Потребность такого «заземления» особенно ощутима в заключительном разделе «Социалистическая культура и восприятие литературы» (его авторы – Д. Клихе, Д. Шленштедт, Р. Ленцер), где не всегда четко разграничивается социологическая, психологическая, эстетическая и литературоведческая проблематика в анализе чтения и потребностей в чтении. Вместе с тем раздел этот очень важен в композиции книги: в нем, в частности, впервые вводится в теорию восприятия понятие партийности как «внутренней эстетической категории литературы». Очень плодотворным, по нашему мнению, является развернутое здесь истолкование общественной роли литературы в трех взаимосвязанных друг с другом направлениях: литература есть общество, литература как общество, литература в обществе (стр. 268).

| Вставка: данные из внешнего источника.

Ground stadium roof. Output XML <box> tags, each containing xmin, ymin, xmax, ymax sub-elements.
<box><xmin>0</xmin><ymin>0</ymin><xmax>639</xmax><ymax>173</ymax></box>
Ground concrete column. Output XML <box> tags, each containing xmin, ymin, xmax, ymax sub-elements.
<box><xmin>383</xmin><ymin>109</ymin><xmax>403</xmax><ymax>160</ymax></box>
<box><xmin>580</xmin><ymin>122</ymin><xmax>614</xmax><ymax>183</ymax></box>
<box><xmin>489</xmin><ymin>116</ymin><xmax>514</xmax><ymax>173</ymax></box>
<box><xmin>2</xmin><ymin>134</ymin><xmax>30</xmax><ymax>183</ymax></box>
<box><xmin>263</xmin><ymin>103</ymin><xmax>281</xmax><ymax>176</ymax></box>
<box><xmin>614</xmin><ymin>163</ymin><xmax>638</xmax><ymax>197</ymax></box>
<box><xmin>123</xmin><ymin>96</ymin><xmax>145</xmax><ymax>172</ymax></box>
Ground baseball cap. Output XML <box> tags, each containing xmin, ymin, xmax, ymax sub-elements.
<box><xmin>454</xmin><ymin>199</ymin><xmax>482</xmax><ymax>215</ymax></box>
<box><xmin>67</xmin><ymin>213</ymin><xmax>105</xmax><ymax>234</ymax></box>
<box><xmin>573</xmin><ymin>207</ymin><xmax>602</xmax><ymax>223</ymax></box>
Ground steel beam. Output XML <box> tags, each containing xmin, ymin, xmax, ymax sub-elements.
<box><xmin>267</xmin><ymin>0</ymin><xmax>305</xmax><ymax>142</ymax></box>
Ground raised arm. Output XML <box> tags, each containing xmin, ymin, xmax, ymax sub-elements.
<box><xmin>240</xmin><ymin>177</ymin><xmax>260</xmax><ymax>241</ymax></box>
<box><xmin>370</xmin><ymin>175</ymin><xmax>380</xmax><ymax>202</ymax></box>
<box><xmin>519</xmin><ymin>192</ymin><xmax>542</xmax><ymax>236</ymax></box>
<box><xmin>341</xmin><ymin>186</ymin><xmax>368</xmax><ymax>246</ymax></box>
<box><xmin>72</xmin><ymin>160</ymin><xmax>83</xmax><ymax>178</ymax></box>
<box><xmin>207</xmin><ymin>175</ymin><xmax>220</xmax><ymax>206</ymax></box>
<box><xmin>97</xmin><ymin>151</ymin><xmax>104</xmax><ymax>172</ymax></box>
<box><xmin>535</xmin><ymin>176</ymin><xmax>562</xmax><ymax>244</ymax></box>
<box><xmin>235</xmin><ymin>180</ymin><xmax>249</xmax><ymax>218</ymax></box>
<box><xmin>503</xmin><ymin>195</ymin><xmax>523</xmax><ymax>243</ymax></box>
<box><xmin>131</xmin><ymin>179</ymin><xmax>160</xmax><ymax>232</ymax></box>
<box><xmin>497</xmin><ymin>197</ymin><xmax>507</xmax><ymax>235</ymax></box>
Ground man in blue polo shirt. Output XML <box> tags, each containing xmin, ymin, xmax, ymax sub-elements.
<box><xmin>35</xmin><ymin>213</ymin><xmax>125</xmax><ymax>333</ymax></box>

В новых аспектах раскрывается авторами заключительного раздела проходящий через всю книгу тезис об особом «языковом» существовании литературы и принципиальной незаменимости чтения на фоне бурно развивающихся аудиовизуальных форм массовой коммуникации. К подчеркнутому в книге продуктивному началу, заложенному в «различии искусств, различии способов изображения и восприятия» (стр. 262), стоит только добавить не меньшую важность осознания специфики искусства вообще и в связи с этим развития общего художественного уровня, общей культуры. В этом смысле истинно высокий уровень любого искусства не «порабощает» воспринимающих, а, наоборот, обращает их и к другому виду искусства; так что для литературного восприятия опасны не телевидение и кино вообще, а плохие теле- и кинопроизведения, развивающие потребительское отношение к искусству.
Остроактуальная и многопроблемная работа теоретиков литературы ГДР углубляет, таким образом, наше традиционное понимание общественной роли литературы, ее важнейшей человекотворческой функции. Авторами многократно подчеркивается как неотделимость истории от конкретной деятельности конкретного человека, так и неотделимость человека от истории, внутренне в нем пребывающей, и все эти связи концентрируются в «главной функциональной задаче» литературы: «гуманизации истории, которая, будучи пересаженной в сознание «конкретного субъекта», становится его глубоко прочувствованным, внутренним достоянием, и гуманизации самого «конкретного субъекта», чей внутренний мир, пересаженный в литературу, выносится тем самым в мир внешний и становится, таким образом, достоянием истории» (стр. 54). Рецензируемый коллективный труд, безусловно, способствует и более ясному теоретическому осознанию, и более успешному практическому решению этой очень важной задачи.